If Maersk moves and competes with MSC on price, it will be bad for Maersk. "Maersk has invested a lot of money and energy in its integration strategy and it's hard to see it giving up now."
Mr Drury said Maersk's future could be in question without a shipping alliance such as 2M to back it up. Maersk is too small to operate independently, but too big to join one of the other two shipping alliances. Even if Maersk tried to do so, competition regulators would probably step in.
Lars Jensen, analyst and founder of shipping consultancy Vespucci Maritime, predicted that as MSC will take delivery of a large number of new ships, the company will increasingly launch its own service.
"Moreover, the dissolution could lead to a more direct commercial confrontation between MSC and Maersk, with each struggling to retain its own customers and potentially 'poach' customers from its partner in a gradual break-up."
Maersk's logistics strategy may be fruitful, Mr Drury reckons, but it also carries clear risks, with several pitfalls. It noted that one criterion for success was to properly integrate the many acquired logistics companies into the group's operations, which was "a difficult task for any large company".
Management is required to ensure that collective organizations provide services to customers in a uniform manner, while also keeping an eye on prices and all parts of the supply chain.

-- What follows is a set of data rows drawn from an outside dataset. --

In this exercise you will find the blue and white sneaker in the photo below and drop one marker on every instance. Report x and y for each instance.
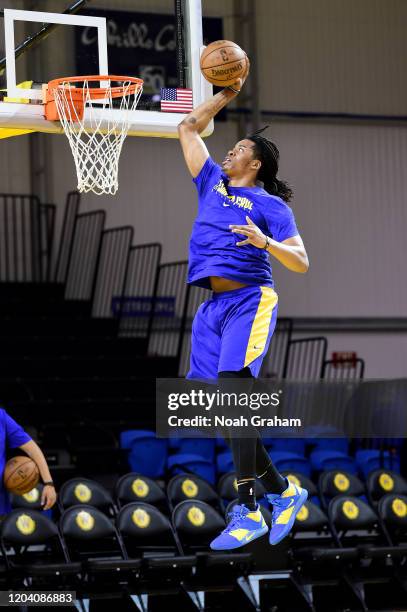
(285, 508)
(244, 526)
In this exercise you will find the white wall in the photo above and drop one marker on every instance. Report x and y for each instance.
(385, 354)
(333, 55)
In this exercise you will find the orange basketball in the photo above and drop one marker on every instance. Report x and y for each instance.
(20, 475)
(223, 62)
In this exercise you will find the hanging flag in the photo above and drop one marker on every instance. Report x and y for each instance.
(176, 100)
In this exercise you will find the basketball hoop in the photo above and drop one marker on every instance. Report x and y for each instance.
(96, 147)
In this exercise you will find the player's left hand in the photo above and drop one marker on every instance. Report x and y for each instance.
(48, 497)
(254, 234)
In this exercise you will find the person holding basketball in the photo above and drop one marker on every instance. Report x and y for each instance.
(239, 224)
(12, 435)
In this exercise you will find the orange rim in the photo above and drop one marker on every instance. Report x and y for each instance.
(98, 92)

Success will also require skeptical customers to embrace the concept of an integrated door-to-door logistics solution.
"Previous attempts by shipping companies to expand their business have often been disappointing, but new technology has raised hopes that this time things could be different." Drury commented.
Maersk said of the 2M alliance termination notice that times have changed and so has the strategy.
The 2M alliance, created by the world's leading container shipping line in 2015, aims to ensure that a series of new super-large container ships with a capacity of 20,000 TEUs can be fully loaded to improve load rates through space sharing.
Today, Maersk has different needs, said Johan Sigsgaard, chief product officer and executive vice president of Maersk Marine. "The 2M alliance was a product of the space sharing agreement in the shipping situation in 2015, but it is no longer suitable because what we need is a more independent Maersk brand." "Today, we are focusing on integrating the Marine and land service networks," he said.